Lalu terbayang masa tua…

Bagaimana dengan ide bersantai bersama cucu-cucu, merajut di teras rumah sambil mendengarkan lagu-lagu keroncong? Atau mencari danau-duduk di tepian-memberi makan kucing ketika akhir pekan, lalu menanam jeruk di sepetak lahan kecil belakang rumah ketika sore hari, sisanya membuat kue dan mengundang tetangga-tetangga untuk mampir dan mencicipi?

Tapi belum tahu juga sih, mungkin tua nanti saya masih melakukan proyek penelitian di komunitas pedalaman tertentu, hidup berbulan-bulan bersama penduduk lokal di sana, tidak merayakan lebaran bersama, tidak ada perayaan ulang tahun, tidak mengenal malam tahun baruan, tidak menyentuh sinyal seluler dan alat elektronik (kecuali mungkin perekam suara dan radio antena) serta tinggal sangat jauuuuuuuuuuuuuuuuuuuh dari tempat keluarga berada.


Menarik...

Ketika Jogja sungguhan jadi alam raya yang baik, dan datang bulan Ramadhan yang penuh kebaikan, rasa-rasanya selama hidup itu saya nggak perlu deh bersedih-sedih dan menjadi murung. Tagline hidup saya ‘jangan lupa bersedih’ kemudian saya pause sejenak, buat kapan-kapan lagi saja, pikir saya habis itu. Soalnya sayang sekali kalau dua kombinasi kebaikan itu enggak saya hayati dan resapi baik-baik. Jadi selama awal Ramadhan saya di Jogja, saya baptiskan diri untuk terus hidup dengan hal-hal baik, apapun itu, meski sebenarnya kening saya sedang minta terus-terusan dipijat karena pusing kepala sebelah, hahaha.

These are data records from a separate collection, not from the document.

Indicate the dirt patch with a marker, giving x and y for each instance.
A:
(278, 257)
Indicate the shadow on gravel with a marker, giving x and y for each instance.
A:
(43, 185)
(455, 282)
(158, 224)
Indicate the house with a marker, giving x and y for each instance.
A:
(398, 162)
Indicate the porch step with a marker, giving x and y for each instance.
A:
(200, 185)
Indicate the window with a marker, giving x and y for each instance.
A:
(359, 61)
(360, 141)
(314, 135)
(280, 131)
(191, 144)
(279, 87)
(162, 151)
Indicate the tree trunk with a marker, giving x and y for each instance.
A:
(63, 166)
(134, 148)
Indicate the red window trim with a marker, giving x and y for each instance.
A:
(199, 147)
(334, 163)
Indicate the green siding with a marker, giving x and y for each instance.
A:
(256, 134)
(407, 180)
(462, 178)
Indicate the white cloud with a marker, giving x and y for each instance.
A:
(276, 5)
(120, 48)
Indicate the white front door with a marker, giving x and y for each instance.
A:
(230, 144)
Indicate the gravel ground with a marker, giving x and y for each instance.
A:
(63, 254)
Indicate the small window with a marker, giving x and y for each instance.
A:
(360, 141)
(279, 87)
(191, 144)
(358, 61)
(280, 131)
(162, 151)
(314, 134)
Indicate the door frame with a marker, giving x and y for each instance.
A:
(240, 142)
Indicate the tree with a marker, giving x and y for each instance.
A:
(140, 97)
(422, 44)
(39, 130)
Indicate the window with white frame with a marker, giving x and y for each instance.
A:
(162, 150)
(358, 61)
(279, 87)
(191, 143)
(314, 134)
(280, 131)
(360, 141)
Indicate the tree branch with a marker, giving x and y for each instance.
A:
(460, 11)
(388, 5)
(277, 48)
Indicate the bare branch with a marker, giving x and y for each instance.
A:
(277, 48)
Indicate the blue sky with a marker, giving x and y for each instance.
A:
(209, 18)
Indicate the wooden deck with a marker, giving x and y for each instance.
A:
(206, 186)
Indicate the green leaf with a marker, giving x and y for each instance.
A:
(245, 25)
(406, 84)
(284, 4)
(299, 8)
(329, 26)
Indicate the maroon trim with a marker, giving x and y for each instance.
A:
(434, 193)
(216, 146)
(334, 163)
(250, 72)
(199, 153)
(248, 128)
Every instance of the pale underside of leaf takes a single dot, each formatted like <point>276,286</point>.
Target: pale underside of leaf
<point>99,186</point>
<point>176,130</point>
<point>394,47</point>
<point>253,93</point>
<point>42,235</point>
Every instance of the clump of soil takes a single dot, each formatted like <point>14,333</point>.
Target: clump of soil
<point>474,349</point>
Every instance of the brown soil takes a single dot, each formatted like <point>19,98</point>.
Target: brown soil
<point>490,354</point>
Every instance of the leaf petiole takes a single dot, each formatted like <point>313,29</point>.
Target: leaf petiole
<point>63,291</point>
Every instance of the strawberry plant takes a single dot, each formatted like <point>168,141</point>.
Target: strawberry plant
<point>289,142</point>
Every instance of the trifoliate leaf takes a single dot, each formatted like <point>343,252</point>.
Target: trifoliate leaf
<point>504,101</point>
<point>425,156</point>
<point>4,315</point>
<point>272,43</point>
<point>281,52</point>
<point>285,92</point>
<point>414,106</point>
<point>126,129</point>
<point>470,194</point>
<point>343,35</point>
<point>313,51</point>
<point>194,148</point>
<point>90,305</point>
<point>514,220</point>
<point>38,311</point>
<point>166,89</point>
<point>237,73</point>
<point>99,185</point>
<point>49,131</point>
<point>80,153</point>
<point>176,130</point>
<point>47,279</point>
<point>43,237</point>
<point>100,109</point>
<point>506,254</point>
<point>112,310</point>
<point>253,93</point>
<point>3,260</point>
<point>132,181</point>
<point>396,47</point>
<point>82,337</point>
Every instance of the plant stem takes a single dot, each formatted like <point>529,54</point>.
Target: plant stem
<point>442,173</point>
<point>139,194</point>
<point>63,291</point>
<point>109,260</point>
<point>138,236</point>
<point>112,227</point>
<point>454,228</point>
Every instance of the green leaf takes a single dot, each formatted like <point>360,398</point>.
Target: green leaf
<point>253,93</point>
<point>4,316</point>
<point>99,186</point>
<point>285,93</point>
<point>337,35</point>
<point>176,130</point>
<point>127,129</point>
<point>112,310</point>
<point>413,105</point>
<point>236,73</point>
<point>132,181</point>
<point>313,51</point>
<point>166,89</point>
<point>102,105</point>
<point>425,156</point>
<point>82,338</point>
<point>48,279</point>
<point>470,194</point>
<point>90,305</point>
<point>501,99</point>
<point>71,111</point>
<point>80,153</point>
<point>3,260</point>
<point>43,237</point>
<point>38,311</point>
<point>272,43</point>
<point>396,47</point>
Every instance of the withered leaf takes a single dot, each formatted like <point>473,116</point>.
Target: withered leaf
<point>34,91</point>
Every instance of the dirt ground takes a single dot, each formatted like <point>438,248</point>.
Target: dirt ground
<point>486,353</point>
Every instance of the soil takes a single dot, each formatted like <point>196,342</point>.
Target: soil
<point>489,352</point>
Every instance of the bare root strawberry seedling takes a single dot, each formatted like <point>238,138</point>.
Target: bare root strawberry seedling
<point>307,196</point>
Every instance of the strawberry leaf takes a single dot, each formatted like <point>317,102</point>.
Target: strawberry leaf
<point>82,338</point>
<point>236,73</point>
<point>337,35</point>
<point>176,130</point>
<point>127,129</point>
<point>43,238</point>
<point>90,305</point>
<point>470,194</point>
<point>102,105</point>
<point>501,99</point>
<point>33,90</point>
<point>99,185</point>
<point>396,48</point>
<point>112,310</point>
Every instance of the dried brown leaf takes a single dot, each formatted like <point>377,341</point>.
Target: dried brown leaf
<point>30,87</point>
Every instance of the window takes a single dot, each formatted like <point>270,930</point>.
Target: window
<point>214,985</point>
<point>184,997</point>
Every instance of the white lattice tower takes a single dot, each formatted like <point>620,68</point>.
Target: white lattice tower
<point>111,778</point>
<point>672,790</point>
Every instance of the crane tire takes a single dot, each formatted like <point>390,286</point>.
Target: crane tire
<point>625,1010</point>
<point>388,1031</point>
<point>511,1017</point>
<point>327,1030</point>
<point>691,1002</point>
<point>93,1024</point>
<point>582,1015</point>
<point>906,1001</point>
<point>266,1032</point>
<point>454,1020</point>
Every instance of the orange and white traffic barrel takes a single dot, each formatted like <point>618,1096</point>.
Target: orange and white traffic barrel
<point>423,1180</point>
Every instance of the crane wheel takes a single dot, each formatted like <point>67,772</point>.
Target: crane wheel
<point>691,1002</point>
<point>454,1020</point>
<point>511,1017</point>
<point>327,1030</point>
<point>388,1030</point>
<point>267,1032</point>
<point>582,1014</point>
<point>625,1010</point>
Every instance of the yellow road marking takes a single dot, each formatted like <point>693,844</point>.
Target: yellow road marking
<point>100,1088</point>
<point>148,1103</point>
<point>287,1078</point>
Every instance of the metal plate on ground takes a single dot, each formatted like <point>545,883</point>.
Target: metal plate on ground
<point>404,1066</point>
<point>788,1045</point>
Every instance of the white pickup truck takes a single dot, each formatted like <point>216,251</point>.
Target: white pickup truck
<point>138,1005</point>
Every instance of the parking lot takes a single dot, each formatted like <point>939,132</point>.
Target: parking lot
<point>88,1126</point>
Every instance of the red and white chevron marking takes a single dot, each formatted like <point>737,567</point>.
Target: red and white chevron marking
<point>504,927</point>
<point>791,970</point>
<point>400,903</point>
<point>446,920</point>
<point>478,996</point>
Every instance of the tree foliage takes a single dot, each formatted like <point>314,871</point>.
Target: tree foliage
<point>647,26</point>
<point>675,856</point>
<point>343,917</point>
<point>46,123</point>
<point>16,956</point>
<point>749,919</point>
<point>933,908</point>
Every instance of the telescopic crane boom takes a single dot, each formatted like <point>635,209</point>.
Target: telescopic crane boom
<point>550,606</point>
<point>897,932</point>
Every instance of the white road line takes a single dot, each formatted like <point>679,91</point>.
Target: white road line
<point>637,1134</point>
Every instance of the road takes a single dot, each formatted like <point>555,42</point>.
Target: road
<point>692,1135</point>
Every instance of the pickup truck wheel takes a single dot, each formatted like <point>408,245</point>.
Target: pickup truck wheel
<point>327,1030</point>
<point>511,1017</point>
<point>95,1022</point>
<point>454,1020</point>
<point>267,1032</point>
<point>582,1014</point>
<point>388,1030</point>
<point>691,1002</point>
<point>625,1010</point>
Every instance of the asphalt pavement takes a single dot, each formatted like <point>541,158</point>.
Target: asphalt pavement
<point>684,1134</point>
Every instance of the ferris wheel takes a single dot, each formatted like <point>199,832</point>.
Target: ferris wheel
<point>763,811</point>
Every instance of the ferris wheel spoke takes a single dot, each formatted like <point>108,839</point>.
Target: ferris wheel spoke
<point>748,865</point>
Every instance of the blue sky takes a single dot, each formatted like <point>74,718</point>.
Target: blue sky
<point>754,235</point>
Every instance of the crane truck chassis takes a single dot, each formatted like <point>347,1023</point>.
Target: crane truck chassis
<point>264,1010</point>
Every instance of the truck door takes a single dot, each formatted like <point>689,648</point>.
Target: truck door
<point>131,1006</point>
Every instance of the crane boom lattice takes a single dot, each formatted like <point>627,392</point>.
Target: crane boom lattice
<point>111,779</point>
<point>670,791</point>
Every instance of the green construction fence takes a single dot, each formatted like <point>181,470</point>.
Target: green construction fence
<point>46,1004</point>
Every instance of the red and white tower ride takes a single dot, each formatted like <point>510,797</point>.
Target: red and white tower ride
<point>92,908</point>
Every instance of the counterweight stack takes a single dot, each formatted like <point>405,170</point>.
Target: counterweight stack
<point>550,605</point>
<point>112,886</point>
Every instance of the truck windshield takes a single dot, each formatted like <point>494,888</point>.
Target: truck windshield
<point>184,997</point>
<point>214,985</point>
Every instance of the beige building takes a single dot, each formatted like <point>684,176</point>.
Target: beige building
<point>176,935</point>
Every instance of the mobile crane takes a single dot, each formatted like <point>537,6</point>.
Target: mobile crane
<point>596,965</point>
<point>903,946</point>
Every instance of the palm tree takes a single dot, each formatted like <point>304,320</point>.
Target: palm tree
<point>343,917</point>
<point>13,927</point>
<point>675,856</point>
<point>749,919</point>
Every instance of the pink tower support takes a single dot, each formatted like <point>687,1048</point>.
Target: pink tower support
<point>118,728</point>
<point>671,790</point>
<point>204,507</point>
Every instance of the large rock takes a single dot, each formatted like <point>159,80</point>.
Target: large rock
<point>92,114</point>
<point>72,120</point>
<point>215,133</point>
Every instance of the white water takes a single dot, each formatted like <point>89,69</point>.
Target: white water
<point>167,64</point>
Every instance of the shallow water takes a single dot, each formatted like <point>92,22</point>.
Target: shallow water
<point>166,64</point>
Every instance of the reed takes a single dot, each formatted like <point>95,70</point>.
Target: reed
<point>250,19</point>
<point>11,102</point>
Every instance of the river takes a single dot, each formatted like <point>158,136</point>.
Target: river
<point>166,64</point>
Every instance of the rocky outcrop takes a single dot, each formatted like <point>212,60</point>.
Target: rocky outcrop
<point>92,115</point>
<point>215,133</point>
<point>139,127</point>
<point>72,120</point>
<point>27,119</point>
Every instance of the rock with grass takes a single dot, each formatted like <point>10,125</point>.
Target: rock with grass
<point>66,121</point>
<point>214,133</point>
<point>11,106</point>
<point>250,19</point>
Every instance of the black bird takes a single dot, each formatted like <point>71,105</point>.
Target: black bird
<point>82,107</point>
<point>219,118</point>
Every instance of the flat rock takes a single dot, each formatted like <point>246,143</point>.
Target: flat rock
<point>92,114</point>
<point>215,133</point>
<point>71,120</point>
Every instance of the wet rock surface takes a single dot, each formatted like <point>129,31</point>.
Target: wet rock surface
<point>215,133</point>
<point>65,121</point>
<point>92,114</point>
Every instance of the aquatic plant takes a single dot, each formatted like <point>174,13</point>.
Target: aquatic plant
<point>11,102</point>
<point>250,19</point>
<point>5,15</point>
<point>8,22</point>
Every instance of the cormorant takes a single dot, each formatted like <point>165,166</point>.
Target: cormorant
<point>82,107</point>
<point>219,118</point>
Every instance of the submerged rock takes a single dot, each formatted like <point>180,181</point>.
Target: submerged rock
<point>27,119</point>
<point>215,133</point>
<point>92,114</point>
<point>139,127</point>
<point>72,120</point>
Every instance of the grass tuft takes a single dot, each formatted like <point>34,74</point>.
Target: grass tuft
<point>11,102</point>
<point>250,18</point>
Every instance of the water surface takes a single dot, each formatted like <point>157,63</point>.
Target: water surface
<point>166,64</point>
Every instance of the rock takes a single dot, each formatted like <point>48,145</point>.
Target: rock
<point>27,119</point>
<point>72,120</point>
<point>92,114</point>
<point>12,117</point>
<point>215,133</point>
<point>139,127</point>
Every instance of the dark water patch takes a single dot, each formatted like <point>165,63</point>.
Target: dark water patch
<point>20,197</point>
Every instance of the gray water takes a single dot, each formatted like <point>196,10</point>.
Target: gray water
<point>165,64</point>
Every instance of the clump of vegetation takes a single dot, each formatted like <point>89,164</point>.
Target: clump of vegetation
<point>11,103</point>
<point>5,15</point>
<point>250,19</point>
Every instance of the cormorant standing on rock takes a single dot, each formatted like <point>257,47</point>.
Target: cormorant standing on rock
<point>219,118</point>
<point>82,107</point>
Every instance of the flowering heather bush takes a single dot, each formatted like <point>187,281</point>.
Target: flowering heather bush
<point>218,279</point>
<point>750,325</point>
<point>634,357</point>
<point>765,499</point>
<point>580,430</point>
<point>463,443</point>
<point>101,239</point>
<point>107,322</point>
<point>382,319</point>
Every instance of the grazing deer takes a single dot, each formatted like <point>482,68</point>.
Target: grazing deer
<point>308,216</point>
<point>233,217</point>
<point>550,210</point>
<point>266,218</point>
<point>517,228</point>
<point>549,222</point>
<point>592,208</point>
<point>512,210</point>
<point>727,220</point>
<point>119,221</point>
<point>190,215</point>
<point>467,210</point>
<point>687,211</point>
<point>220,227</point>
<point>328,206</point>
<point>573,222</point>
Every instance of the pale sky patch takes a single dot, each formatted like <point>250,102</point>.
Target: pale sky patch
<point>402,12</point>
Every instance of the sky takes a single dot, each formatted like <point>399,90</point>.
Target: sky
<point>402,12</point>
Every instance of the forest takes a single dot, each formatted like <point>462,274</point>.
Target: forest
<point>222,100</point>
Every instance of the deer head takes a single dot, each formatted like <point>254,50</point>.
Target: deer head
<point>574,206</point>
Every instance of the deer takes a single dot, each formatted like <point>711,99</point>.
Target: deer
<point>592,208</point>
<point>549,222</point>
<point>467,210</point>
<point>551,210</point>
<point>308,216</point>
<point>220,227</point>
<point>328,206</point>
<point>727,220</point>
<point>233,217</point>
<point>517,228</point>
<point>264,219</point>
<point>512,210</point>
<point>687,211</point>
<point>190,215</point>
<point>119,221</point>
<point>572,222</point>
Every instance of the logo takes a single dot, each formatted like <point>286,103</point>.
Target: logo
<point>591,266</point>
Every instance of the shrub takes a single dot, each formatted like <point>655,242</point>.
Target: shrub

Apa salah bersama malam dan menolak pagi?

Yang pertama adalah saya jadi sering bersentuhan dengan dini hari, mulai pukul dua belas malam hingga adzan subuh menggema. Penyebab satu adalah UAS, penyebab dua adalah saya kadang-kadang nggak suka suasana sepi di kostan, jadinya saya selalu mencari orang dan keramaian untuk mengobati diri, dan gelanggang adalah ke mana saya kemudian parkir motor. Teman-teman TGM (Teater Gadjah Mada) khususnya, seperti mematri jiwa mereka pada pondasi-pondasi, semen dan lantai ubin, langit-langit, hall teater, asbak rokok, komputer berpentium dan pes player, koneksi wifi ugm yang menakjubkan, dan obrolan-obrolan liar yang menyimpang, tapi selalu membuat hati kami kenyang. Menjelang malam mereka selalu hadir bersama jiwa-jiwa tadi dan hidup bersama semalam suntuk sampai udara berubah jadi dingin pukul tiga, lalu mencari makan sahur di jalan-jalan kaliurang dini hari yang ramai, dan kembali pada dunia mereka yang sebenarnya (kost-kostan) ketika imsak. TGM menjadi lengang ketika matahari pagi bersinar dan akan padat merayap lagi menjelang malam. Dan di sana, saya nggak perlu mengkhawatirkan soal perasaan sepi yang suka pelan-pelan mengendap di sanubari.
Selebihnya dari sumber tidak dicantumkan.